When considering techniques for online monitoring, there are several options available. In a traditional client/server model, interactions are typically synchronous between the requester of the data (the client) and the source of the data (the server). Excessive synchronization is likely to deteriotate application performance. In addition, monitoring performance data in an application with multiple threads/processes forces clients to manage interaction with, and data from, multiple servers. This makes client implementation unnecessarily complex.
Another option exists in our first implementation of the DAQV system . Our primary objective was to simplify tool interaction with parallel applications by removing the need to interact with each process individually. That is, client tools could view a parallel application as a single entity and make logical requests for data from the global array structure defined by the collection of individual program arrays. This greatly simplified client development. We supported two modes of operation, push and pull. Under the push model, data was automatically delivered to the appropriate display tool as the program executed, according to routines inserted into the source code. This approach was very simple to use but not very flexible. To support more interactive array access, we implemented a pull model which allowed rudimentary control over program execution and runtime selection of the arrays to be visualized. However, both modes of operation required that the application program execution be suspended (by calling a DAQV routine). Thus, the perturbation caused by synchronization was still substantial.
In our most recent version, DAQV-II, we follow a similar abstract model that allows clients to view parallel applications as a single entity. But we also address the limitations of synchronous data access by using the metaphors of probe and mutate, which allows DAQV-II to support both synchronous and asynchronous data access. As mentioned above, for scenarios involving declared program data, we have, thus far, adhered to a synchronous approach. But realizing the potential for DAQV-like functionality beyond just accessing distributed program arrays (e.g., for accessing performance data or program monitoring), supporting asynchronous access was important. In this model, program execution may continue while a separate thread of control reads or writes the data of interest. The probe/mutate model removes the notion of synchronization from data access; it simply indicates the type (read/write) of access being performed.

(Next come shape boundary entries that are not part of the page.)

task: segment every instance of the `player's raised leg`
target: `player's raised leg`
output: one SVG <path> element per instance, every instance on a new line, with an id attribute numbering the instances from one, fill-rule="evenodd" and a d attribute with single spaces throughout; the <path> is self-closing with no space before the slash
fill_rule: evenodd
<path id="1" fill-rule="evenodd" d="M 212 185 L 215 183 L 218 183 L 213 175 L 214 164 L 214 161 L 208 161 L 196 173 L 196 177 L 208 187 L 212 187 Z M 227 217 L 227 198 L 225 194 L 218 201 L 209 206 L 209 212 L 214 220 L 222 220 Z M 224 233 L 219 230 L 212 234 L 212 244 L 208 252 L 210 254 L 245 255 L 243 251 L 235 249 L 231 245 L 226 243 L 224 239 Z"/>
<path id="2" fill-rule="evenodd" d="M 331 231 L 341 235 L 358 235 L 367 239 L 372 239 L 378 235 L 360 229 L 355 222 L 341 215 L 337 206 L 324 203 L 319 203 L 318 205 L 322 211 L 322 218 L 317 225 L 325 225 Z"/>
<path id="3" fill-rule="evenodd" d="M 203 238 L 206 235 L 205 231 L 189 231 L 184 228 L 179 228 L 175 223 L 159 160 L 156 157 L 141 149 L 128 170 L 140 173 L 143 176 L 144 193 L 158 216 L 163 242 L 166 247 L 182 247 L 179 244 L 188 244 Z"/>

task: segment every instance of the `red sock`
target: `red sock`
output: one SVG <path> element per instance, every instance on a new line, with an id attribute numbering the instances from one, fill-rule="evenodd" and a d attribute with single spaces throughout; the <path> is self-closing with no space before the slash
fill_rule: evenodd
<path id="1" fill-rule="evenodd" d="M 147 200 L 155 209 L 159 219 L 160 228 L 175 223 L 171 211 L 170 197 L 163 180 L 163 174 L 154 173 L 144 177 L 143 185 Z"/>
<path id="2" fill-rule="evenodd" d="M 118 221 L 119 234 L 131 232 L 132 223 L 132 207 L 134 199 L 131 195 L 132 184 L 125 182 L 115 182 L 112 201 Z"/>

The model supported by DAQV-II is particularly suitable for callstack monitoring. First, it allows asynchronous access and minimizes the synchronization overhead experienced by the application. Second, it supports a simple abstraction for interacting with parallel applications and eases the tool development process. Third, DAQV allows multiple client tools to access the ``global'' performance callstack simultaneously.
Adapting DAQV-II for use with TAU required only minor extensions. A routine for registering TAU performance data with DAQV was added, as was a new data distribution type to support TAU's performance callstack data. Nexus remote service request handlers were added to support the asynchronous data collection and transport. Client requests for data were able to use the existing application programming interface supported by the DAQV client library.
We use the DAQV-II framework to access the performance callstack and deliver the profile data to external analysis tools. Figure 2 shows how we have merged the DAQV-II framework with the TAU performance callstack measurements. Here, the performance callstacks for the parallel threads are distributed across the processing nodes in the parallel execution.
Figure 2: TAU-DAQV integration
DAQV-II allows this distributed callstack data to be described as a single global callstack array that can be requested by clients. The callstack data is collected in each thread when the TAU_MONITOR() routine is executed. This callstack data snapshot is then registered with the DAQV-II system. The registration process informs DAQV of the location and size of the data so that it may fill subsequent requests for it.
Figure 3 depicts a high-level view of the DAQV protocol as used with TAU. Clients attach to the DAQV master process and receive information about registered data. Later, clients send data requests to the master process, which forwards the requests to each of the DAQV slave threads. These threads send the registered callstack data to the master, which collects responses from all nodes and then forwards the global callstack to the client that requested it. The data is accessed asynchronously. DAQV need only ensure that the location and size of the registered callstack data is not changed while it is being accessed. This requires a small amount of locking to occur between the TAU_MONITOR() routine and the data access handler.
Figure 3: DAQV protocol
Thus, the parallel program does not need to perform a barrier operation, and it can continue to execute with minimal intrusion. The synchronization operations are off-loaded to the DAQV slave threads, which are responsible for communication with the master process; this further reduces the intrusion in the parallel program.
DAQV-II allows multiple clients to get callstack data simultaneously from the running program. Each client could perform a different analysis on the callstack data, present different views of the data, or implement different sampling intervals. For scientists who are geographically separated, DAQV-II facilitates collaborative monitoring by allowing them to attach, monitor the execution, and detach. The intrusion that accessing callstack data introduces in the parallel program is independent of the number of client monitors attached to the master.
Figure 4: Callstack on node 0 of a POOMA 2D Diffusion equation simulation
Figure 4 shows the callstack view of a two dimensional diffusion equation which tracks the progression of the diffusion of a heat source on a mesh with respect to time. It was implemented using the POOMA  object oriented scientific computing framework.